Guitarist Bruce Arnold provides a masterful demonstration of jazz rock fusion on his Music Man double neck and Asher slide guitar along with Kirk Driscoll on drums and Jerry DeVore on electric bass. The performance was part of the New York University (NYU) Summer Guitar Intensive.
Bruce Arnold was born in 1955 in Sioux Falls, South Dakota, USA. He is an author, composer, educator and guitarist residing in New York City. He explores the applications of 20th century classical theory in contemporary forms, such as Rock and Jazz, creating a unique compositional and improvisational sound. As a guest artist Arnold has toured Australia, Canada, the Caribbean, Europe, Japan, Mexico, Russia and the United States.
His performance and recording activities include work with a wide array of styles. He has played with such diverse musicians as Stuart Hamm, Peter Erskine, Joe Pass, Joe Lovano, Lennie Pickett, Randy Brecker, Stanley Clarke, the Boston Symphony Orchestra and the Absolute Ensemble under the baton of Kristjan Järvi.
Bruce Arnold’s recording credits include over twenty five CDs and DVDs (on Muse-eek Records, MelBay Recordings, Truefire and other labels), ranging from the standard jazz repertoire to free improvisation to the reinterpretations of classical music with the ensemble Spooky Actions. His compositions are published by Muse Eek Publishing, and MelBay Productions.

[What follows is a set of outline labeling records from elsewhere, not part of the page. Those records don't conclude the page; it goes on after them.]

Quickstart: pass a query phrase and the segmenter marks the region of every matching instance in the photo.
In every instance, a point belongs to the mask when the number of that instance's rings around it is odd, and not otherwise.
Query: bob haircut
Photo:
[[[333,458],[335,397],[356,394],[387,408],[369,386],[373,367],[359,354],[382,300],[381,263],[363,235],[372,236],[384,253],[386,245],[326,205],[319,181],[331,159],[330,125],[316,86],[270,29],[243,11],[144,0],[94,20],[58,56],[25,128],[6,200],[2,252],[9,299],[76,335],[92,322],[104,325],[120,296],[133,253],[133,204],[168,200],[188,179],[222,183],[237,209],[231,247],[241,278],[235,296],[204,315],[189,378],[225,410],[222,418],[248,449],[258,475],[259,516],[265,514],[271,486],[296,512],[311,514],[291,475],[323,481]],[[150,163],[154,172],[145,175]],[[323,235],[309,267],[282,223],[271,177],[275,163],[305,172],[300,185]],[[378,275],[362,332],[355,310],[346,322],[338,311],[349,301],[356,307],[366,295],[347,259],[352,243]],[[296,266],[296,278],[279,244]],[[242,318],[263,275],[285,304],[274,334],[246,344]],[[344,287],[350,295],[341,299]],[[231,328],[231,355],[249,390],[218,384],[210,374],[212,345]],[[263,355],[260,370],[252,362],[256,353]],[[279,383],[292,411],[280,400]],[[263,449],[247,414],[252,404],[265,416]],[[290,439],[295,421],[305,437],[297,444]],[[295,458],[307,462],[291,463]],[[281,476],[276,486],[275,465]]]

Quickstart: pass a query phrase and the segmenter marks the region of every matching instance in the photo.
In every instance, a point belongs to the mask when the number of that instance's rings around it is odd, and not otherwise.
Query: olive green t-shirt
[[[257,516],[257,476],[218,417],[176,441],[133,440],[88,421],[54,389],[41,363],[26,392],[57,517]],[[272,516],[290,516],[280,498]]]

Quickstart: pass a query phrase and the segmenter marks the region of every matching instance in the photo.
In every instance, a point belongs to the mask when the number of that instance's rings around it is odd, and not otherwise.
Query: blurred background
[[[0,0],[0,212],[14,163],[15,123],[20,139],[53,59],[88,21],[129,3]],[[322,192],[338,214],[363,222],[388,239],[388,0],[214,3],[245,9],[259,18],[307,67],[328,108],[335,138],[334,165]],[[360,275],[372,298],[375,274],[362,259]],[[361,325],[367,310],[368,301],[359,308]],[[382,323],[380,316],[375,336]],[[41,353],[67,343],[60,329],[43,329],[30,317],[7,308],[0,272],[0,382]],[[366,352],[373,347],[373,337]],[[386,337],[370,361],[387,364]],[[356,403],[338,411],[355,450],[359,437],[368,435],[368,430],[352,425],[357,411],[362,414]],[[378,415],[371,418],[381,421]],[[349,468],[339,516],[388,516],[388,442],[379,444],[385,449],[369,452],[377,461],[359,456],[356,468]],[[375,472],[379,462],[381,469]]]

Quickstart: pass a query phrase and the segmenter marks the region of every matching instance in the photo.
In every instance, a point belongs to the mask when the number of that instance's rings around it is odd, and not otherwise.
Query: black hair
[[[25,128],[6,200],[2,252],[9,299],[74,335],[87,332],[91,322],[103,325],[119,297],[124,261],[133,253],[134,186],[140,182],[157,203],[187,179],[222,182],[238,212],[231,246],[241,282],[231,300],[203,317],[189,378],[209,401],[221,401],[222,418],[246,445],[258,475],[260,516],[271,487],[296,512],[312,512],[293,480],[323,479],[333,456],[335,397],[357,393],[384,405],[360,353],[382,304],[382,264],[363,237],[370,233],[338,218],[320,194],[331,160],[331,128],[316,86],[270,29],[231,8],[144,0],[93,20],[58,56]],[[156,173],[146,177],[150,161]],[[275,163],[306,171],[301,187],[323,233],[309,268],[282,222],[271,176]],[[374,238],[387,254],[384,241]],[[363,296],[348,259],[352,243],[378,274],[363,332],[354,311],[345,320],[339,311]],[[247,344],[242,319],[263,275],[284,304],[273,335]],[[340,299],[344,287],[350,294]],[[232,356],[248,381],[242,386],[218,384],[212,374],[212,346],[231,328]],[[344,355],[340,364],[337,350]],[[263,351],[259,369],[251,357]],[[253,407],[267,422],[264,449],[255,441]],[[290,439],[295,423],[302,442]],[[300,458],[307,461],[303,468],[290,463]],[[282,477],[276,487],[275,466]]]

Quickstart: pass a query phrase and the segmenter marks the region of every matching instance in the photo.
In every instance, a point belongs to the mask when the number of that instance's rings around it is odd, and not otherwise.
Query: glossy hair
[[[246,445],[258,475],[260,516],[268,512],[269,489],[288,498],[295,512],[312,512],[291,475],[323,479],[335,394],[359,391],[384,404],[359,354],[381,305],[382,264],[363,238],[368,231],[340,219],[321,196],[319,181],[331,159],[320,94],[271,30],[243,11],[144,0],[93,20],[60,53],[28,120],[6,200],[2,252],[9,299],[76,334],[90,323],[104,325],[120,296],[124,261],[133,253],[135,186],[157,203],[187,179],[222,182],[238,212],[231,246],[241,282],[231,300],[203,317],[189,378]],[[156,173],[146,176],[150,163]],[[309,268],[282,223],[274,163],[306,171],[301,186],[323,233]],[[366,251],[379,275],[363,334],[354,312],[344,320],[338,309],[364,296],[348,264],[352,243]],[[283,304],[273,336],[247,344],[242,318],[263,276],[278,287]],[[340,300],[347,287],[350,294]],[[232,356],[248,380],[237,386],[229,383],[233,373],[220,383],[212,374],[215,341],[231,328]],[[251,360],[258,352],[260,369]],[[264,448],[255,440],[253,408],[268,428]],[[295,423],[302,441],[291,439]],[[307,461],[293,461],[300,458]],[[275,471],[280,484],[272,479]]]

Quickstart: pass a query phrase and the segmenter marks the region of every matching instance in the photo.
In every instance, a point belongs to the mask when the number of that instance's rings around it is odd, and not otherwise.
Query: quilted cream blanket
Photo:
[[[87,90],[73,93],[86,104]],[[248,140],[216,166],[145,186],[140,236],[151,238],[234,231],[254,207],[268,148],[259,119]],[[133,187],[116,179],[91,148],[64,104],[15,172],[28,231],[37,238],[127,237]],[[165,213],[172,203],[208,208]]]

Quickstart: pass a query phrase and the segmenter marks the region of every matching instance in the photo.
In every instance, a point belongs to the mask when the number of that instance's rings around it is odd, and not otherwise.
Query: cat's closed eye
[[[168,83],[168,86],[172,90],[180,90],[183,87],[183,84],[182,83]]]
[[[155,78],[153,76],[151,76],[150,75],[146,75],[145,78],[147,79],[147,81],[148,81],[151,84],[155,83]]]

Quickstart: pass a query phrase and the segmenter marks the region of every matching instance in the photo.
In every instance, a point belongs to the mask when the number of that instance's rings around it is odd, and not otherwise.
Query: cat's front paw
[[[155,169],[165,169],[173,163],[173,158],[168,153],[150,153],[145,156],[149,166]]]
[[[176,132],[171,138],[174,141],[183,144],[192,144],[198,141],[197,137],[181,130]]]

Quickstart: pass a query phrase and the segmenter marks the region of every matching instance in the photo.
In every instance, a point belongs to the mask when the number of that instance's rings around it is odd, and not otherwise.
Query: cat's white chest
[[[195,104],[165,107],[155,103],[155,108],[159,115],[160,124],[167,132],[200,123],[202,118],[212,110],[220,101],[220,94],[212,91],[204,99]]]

Arnold’s theoretical works have explored the use of Pitch Class Set Theory within a improvisational setting. He is also written more than 60 music instruction books covering Guitar Pedagogy, Ear Training and Time Studies. He is the director of guitar studies at New York University and Princeton University as well as the creator of the New York University Summer Guitar Intensive. He has taught at New England Conservatory of Music, Dartmouth College, Berklee College of Music, New School University, and City College of New York.
He is a totally dedicated guitarist who likes to practice for at least 3 hours a day. He also likes to work with the computer program SuperCollider to achieve his various effects.